Pharmacy gets face lift for 70th anniversary
OMAHA, Neb. -- For 70 years, Kubat Pharmacy was a traditional corner drug store. With the addition of "Everything Medical" to its name, however, Kubats tried to add much more without losing its family charm.
Recently, the Kubat brothers, the third generation to own the business, decided to turn their backs on much of the traditional drug store fare, including tobacco and alcohol, and focus on a "progressive" face-lift of its remaining store set.
Now, as the remodel takes shape, Kubats is anything but traditional. Its custom design includes a cathedral ceiling with exposed Montana pine beams, bright hues of red, orange and brown, a yellow brick road-inspired floor and an area for children featuring a giant beehive for them to play in.

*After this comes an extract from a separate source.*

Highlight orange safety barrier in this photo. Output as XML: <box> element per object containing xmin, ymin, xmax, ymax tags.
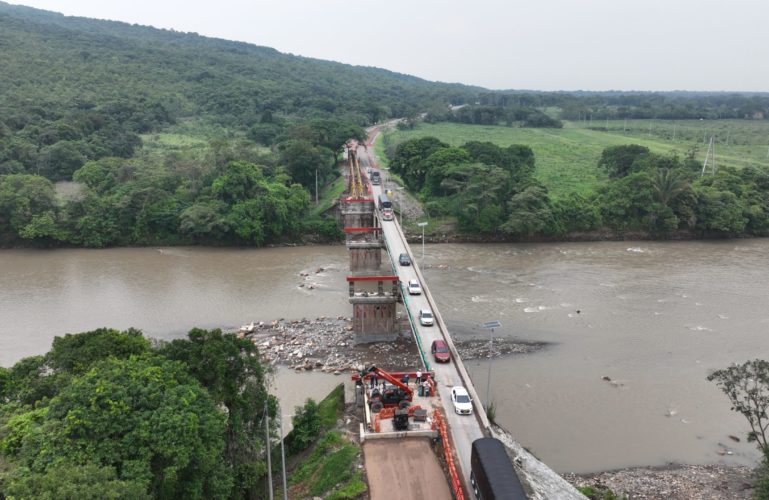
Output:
<box><xmin>433</xmin><ymin>410</ymin><xmax>465</xmax><ymax>500</ymax></box>
<box><xmin>373</xmin><ymin>405</ymin><xmax>424</xmax><ymax>432</ymax></box>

"Our target was to visually invite our customers through the store, not just to get to the products they need," said owner Barry Kubat. "Our store is designed to arouse curiosity and pull the customers throughout."
The redesign also highlights the company's growing home healthcare business. Over the past few years, Kubats has turned its focus to four new divisions -- full-service respiratory, orthotics, HME retail and rehab -- to complement the pharmacy operations.
"Stores like Walgreens have taken the traditional corner drug store to a new level. Independent businesses can't compete with that, so we got rid of the tobacco, liquor and gift departments," said Kubat. "Now, these new decisions combined are driving a concept that is regenerating us as a destination point for total health care."
"A lot of pharmacies are heading toward the home healthcare market. It's a good niche for them to get into," said Theresa Boston, of Gladson Store Design Group, which specializes in pharmacy and home healthcare store designs.
"[Kubats] is one of the more progressive designs," she added.
Kubat said their goal was to be "less sterile" than other pharmacy HMEs they visited. They softened the compounding pharmacy by "dressing it down" and putting wood fronting on the fixtures. They also dropped the pharmacy deck to ground level to allow for easier interaction between customers and pharmacists.
On the home health side, they added upholstered seats, private consultation rooms and working models of many products.
"We are evolving and trying to create a store that makes home health products touchy-feely," said Kubat. "We don't want customers to say, 'Oh my God, I don't want that.' We want them to say, 'Hey, that looks nice.'"
The redesign also incorporates aspects of the pharmacy's 70-year history. Its billboard pictures Barry Kubat's grandfather's first delivery truck in the middle of a snowstorm and reads, "Prescription deliveries."
"Your business needs to stay through all kinds of weather, and we are trying to emulate that symbolically with signs and messages," said Kubat. 'We are lucky with the tradition of service that came from our grandfather and father, and we have to be careful not to drop that. If we do drop that, then no matter how much remodeling we do, we won't last."